How Can pastoral Dairy Farming remain competitive
The NZ dairy industry has always historically enjoyed the advantage of being the world’s lowest cost producer of milk with our cheap pasture feed resource being the envy of the dairy industry globally.
Despite this, farmers in the Europe and the US, the worlds 2nd and third largest exporters are eyeing opportunities for growth to compete with NZ in the global milk market. They are using a containment (housed) dairy model to achieve this and becoming increasingly competitive on many production and cost metrics through the application of efficiency, scale and productivity gains.
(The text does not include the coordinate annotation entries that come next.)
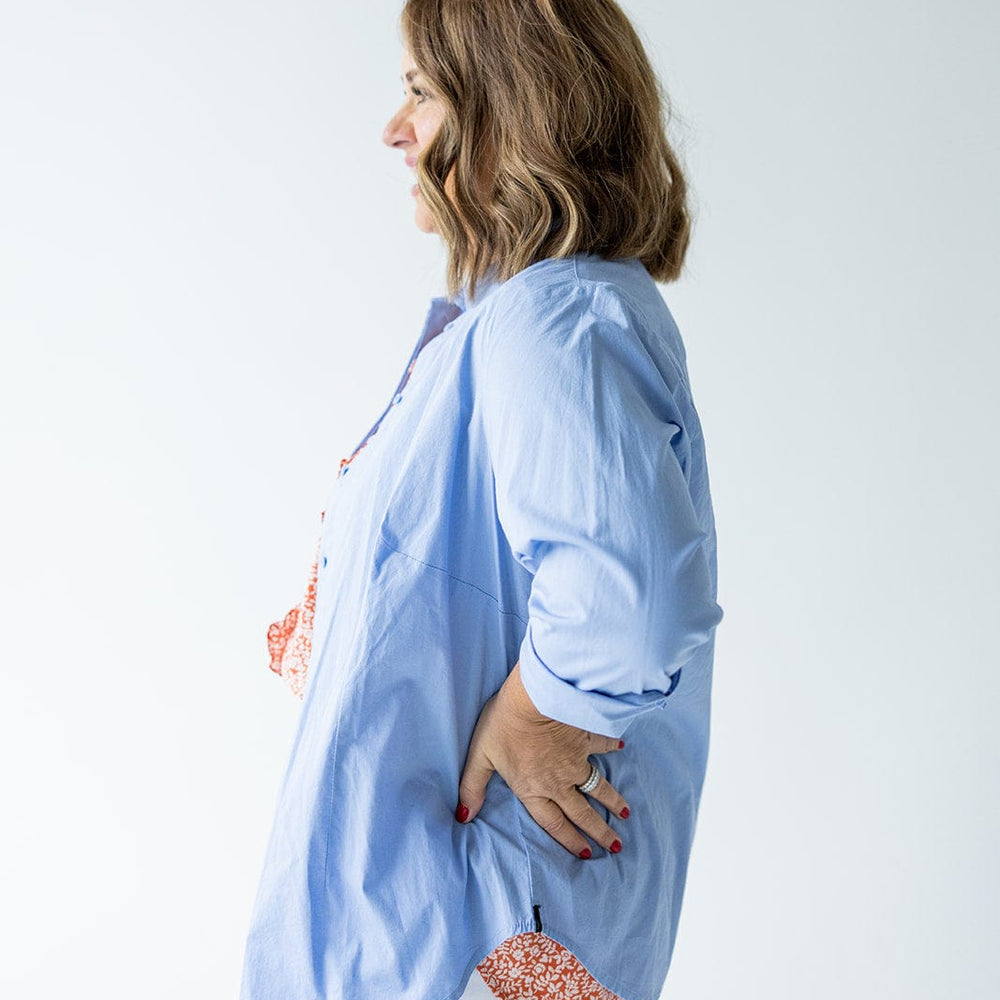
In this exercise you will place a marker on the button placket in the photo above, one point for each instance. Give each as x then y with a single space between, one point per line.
442 311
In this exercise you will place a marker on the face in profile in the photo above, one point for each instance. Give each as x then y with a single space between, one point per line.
412 127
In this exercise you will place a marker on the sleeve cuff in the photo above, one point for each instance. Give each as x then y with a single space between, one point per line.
564 701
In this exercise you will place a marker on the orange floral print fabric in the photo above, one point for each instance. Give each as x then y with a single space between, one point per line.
290 641
533 966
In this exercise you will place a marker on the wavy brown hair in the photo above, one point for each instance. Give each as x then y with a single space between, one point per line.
553 139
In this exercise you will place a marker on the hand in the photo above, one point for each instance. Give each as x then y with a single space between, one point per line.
542 760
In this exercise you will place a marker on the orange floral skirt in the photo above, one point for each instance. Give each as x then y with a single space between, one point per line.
532 966
527 966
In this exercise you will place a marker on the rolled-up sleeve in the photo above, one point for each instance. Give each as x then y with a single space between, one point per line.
586 442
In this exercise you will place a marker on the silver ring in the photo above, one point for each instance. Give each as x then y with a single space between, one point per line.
591 783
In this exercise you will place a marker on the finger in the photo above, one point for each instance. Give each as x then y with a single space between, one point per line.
472 786
605 793
553 821
580 812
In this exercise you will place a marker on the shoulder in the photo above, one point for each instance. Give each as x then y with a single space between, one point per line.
558 302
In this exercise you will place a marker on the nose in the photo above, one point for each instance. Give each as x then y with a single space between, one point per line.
399 130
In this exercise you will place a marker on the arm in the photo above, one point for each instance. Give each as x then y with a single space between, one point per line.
586 444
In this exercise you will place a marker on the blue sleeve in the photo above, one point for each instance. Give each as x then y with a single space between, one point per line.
582 433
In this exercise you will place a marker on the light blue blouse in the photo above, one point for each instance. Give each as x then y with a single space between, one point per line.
536 490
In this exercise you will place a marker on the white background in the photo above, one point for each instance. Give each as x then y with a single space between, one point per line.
210 282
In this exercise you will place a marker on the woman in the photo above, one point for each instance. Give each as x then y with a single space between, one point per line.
516 561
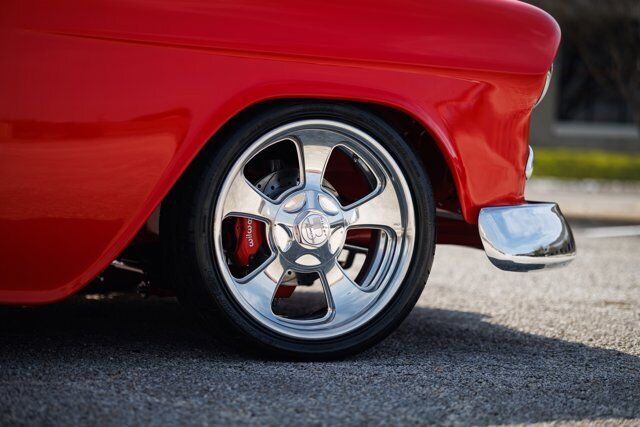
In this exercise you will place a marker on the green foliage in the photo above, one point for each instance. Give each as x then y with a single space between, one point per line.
578 164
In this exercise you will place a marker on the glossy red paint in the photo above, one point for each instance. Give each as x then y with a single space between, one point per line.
105 103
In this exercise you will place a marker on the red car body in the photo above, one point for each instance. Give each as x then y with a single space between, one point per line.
105 103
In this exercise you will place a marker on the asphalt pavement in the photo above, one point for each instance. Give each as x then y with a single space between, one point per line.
482 347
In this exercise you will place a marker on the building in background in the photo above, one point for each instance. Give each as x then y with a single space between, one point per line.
587 106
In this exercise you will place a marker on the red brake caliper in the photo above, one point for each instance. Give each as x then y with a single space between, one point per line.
249 239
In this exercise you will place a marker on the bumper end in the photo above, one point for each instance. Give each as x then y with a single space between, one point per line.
527 237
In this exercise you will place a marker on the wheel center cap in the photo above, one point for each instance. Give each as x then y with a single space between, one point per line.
313 229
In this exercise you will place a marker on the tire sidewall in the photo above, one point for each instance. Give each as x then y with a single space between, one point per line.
210 294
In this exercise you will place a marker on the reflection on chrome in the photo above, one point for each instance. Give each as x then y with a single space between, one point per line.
526 237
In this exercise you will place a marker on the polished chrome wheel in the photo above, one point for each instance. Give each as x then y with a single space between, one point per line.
306 227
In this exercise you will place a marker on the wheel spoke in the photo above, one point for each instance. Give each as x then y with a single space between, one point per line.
243 199
316 147
382 210
346 298
259 289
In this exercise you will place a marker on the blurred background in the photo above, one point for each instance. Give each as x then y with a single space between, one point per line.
586 133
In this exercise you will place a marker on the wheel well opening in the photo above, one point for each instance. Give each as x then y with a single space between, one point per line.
420 139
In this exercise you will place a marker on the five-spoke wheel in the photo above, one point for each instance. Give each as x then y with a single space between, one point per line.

These same techniques are being applied to world grain production with resultant excess of supply over demand suppressing prices, a key driver for profitability in containment livestock industries.
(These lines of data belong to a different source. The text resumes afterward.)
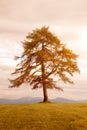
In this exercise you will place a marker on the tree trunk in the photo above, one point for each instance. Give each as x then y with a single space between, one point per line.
43 78
45 93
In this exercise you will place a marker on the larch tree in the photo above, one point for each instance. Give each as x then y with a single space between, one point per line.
43 58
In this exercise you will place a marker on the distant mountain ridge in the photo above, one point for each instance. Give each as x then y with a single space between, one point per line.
26 100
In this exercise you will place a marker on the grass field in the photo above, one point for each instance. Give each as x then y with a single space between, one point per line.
44 116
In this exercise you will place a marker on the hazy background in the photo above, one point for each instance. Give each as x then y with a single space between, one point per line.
66 18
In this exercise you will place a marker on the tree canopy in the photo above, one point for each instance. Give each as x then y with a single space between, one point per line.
43 58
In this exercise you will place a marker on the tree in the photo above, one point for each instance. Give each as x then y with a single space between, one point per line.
44 56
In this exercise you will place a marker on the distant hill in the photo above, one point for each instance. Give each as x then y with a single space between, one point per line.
26 100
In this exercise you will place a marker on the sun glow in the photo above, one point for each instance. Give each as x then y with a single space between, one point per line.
83 39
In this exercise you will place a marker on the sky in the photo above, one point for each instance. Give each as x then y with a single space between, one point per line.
66 18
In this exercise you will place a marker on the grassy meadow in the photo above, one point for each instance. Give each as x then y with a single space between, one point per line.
44 116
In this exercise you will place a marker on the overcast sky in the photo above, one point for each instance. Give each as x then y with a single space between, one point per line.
66 18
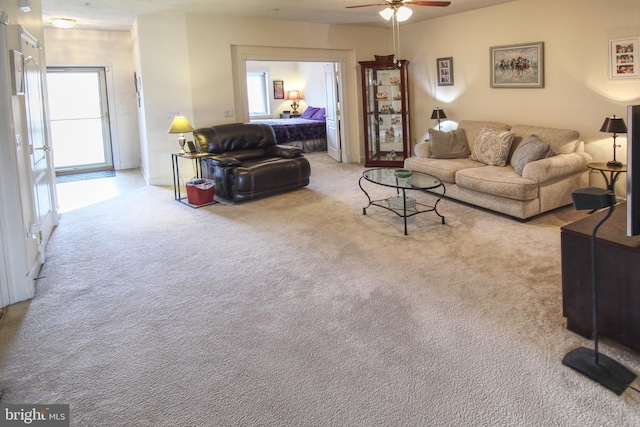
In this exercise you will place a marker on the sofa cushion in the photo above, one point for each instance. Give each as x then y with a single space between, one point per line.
492 147
472 128
448 145
562 141
443 169
498 181
529 150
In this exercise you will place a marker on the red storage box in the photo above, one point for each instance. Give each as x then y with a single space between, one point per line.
200 192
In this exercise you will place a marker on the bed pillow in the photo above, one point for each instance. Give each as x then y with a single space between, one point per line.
309 112
319 114
492 147
530 149
448 145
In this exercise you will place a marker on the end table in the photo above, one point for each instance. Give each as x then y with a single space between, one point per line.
614 173
176 176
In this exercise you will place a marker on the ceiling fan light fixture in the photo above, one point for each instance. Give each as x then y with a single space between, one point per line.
386 13
403 13
64 23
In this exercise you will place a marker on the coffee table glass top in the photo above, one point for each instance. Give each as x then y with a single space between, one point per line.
386 176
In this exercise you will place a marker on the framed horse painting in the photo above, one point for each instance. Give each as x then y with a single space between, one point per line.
517 65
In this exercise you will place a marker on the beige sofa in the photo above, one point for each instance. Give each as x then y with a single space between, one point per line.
543 185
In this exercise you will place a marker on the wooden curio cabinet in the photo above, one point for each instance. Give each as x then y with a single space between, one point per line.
385 100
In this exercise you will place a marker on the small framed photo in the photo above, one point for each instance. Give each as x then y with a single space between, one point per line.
623 58
278 89
17 72
517 65
445 71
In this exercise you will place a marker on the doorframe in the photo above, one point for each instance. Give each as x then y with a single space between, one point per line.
109 163
111 97
347 66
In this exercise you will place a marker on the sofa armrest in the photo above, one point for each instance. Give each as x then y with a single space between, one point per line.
223 160
422 149
556 167
284 151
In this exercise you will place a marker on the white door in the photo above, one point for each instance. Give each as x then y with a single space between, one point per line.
79 118
40 160
334 148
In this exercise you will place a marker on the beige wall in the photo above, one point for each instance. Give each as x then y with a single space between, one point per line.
578 93
187 65
112 50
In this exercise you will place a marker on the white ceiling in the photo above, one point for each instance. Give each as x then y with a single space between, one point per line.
119 15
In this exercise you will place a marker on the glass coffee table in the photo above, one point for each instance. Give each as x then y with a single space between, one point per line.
401 204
The question for the NZ dairy industry in light of this is ‘How can pastoral dairy remain competitive?’
The aim and purpose of this paper is to explore and evaluate the comparisons between pastoral based and containment-based production systems and determine where the advantage for NZ will lie in the future i.e. how we can compete and stay relevant.
This is an important discussion, the NZ dairy industry is a key part of the NZ economy and its prosperity is important on many levels. Over the past decade, the NZ dairy industry has pursued a volume (growth) model but due to emerging environmental constraints, this has evidently run its course and a value model is the next opportunity.
Information gathered on the topic followed two main themes: production systems and consumer insights. Dairy farming businesses, particularly scale or expanding operations were consulted in the US and Europe with a view to establishing resilience of their business models, future prospects and intentions. Consumer market insights were observed, mainly in Asia and the US, to establish what trends are currently occurring in dairy consumption and consumer preferences.
The key findings suggest that cost competitive marginal milk will be delivered onto world markets from the US, Europe and others, but there are opportunities for NZ to differentiate and pursue a value proposition around ‘grass-fed’. Our free-range pastoral model is unique in a global volume context and difficult for most dairying nations to replicate. Many consumers are actively seeking out food produced from sustainable, high animal welfare production models and this is an important opportunity for NZ.
The recommendations from this research contain a key message around the NZ dairy industry continuing to do what it does best on-farm. Beyond the farm, we need to look at ways to tell our story and leverage the differentiation that already exists in our national milk supply. There are of course a number of challenges along the way and some of these will be discussed. This report endeavours to provide only a perspective based on observations offshore. It is up to the industry to evaluate the merits of the discussion and find a way forward.